О, как сладки эти детские воспоминания! Вот так бы и жил там неотлучно, так бы и сидел у ног матушки, слушая каждое словечко; так бы и бегал собачонкой за добрым могучим отцом, да с братьями–сестрами играл. Но даже в ночных кружениях времени детству приходит конец и наступает шальная, бедовая юность.
Да, за крестьянскими делами и заботами, за летами и зимами, днями и ночами – подрос Ванечка и превратился в богатыря крутоплечего. Ростом он вымахал на две головы повыше среднего мужика. Глаза – будто ясное небо плеснуло в них синевы. Золотисто–русые материнские волосы закурчявились мягкими волнами. Ручищи – что у сельского кузнеца, который пудовым молотом будто дитя игрушкой балует. На праздничных гульбищах от девок проходу не стало. Парни обижались, лезли драться – да какой там!
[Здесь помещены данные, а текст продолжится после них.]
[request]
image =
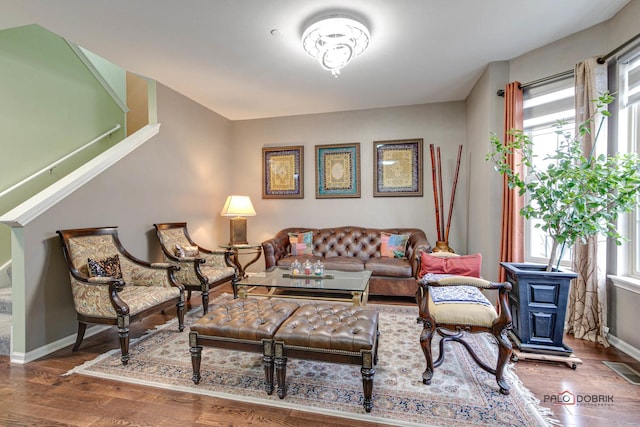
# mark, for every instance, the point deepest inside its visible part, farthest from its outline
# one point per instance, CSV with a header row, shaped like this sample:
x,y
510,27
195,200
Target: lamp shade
x,y
238,206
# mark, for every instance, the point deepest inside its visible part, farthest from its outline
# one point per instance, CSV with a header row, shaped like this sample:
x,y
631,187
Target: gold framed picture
x,y
282,172
397,168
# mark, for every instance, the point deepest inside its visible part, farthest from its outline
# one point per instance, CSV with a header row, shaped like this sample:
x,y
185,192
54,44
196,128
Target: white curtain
x,y
587,308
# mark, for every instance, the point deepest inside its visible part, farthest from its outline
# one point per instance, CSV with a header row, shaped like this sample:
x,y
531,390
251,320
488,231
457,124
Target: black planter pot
x,y
538,306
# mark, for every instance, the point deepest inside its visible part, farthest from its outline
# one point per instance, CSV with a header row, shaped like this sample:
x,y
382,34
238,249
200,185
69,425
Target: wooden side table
x,y
255,250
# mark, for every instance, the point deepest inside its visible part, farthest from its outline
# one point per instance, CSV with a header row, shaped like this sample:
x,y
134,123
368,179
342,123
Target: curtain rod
x,y
604,58
564,74
600,60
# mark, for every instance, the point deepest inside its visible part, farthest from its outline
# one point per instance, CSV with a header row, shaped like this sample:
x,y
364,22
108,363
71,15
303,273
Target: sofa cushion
x,y
301,243
287,261
390,267
393,245
464,265
344,263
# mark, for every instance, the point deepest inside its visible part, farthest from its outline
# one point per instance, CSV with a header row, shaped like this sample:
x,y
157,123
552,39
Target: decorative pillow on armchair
x,y
462,265
393,245
186,251
301,243
105,267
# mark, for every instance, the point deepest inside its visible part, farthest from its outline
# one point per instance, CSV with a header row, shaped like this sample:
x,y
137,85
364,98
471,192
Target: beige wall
x,y
485,115
181,174
440,124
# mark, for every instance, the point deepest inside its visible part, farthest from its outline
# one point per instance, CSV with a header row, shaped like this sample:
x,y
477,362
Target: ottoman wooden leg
x,y
368,372
196,356
267,362
281,370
Ваня кулачищем легонечко двинет – отлетает драчун, будто с качелей сорвался.
Однажды урядник перед Пасхой приехал, весь как есть при сабле на ремне через плечо, с блестящей начальственной бляхой да крестом Георгиевским на груди. Заглянул к старосте – и сразу в дом приятеля своего Архип Степаныча. Велел звать младшего сына на «сурьёзный» выговор. Оказывается, поступила жалоба крестьянина деревни Трегубовка Дерюгина Григория об избиении оного Иваном Стрельцовым, да еще на сельском гульбище при всем честном народе.
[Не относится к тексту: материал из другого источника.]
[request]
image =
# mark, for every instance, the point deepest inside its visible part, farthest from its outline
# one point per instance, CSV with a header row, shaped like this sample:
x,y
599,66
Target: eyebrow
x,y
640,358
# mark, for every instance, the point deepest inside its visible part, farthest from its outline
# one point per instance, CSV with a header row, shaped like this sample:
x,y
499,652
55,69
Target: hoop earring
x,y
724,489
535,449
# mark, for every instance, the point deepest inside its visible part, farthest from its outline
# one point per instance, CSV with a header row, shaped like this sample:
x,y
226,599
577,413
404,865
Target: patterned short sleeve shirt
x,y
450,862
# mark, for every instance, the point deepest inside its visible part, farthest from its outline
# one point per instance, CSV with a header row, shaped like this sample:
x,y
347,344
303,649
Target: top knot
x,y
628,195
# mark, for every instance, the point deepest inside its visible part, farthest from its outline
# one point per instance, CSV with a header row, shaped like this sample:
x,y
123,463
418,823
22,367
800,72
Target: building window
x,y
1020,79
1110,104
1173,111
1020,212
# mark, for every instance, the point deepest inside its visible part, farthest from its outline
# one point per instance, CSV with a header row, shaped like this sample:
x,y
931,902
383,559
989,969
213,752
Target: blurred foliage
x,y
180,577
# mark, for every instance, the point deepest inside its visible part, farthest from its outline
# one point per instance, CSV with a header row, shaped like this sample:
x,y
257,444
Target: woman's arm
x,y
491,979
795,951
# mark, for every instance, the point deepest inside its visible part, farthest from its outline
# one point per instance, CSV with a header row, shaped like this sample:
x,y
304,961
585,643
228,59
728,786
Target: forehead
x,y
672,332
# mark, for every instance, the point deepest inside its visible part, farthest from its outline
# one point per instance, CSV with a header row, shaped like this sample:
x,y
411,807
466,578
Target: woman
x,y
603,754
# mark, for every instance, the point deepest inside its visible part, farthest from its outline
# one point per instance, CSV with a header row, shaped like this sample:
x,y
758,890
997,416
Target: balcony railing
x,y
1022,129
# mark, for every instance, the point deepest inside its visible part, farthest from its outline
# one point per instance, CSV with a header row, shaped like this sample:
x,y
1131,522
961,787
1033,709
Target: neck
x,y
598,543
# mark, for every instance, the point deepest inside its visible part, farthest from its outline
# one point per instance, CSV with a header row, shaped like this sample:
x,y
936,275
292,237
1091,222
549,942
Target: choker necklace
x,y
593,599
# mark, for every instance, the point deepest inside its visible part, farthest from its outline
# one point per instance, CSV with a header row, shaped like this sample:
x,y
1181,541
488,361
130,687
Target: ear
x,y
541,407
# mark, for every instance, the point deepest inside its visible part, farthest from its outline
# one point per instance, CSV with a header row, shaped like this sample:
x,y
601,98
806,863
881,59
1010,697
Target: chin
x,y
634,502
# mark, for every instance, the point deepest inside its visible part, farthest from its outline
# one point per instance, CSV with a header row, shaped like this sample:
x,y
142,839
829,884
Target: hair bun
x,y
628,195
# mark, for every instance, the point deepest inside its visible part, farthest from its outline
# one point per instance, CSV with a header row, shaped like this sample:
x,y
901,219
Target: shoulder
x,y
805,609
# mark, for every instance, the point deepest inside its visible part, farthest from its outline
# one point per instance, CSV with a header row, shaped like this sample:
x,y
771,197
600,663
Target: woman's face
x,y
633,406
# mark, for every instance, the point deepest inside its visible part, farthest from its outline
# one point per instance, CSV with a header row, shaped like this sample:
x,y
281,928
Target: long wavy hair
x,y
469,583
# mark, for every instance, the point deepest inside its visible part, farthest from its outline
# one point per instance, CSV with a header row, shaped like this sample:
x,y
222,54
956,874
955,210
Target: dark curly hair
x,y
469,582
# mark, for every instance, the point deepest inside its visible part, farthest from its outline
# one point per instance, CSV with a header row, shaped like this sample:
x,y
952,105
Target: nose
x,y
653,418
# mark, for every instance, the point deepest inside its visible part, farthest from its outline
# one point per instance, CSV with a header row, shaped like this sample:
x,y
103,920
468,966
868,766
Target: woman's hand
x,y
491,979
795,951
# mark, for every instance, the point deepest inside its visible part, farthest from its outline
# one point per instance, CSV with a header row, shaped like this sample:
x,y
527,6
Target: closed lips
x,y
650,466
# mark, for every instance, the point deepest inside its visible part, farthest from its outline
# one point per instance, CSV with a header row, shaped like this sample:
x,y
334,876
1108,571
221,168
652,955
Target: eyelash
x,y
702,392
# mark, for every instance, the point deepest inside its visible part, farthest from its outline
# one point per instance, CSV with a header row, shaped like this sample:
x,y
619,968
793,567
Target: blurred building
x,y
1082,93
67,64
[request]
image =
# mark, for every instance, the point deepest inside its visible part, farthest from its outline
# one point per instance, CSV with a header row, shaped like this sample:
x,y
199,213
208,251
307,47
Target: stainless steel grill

— Да ведь, дядь Миш, сам знаешь, этот Гришка сам на меня с кулаками полез, а я только слегка двинул его.
— Какой я тебе «дядь Миш»? – взревел урядник, наливаясь свекольным соком и отчаянно оттопыривая пальцами жесткую стойку воротника на кителе. – Я нынче пришел как слуга государев! Ты посмотри на свои кулачищи, – он указал плеткой на Иванову десницу. – Это не кулак, а бочонок дубовый! А ежели ты, Ваня, вот этим предметом не «слегка двинешь», а сгоряча на полную силу? А если человек тот отдаст Богу душу и тебя – что? – в каторгу прикажешь, в кандалах чугунных? По Владимирскому тракту этапом!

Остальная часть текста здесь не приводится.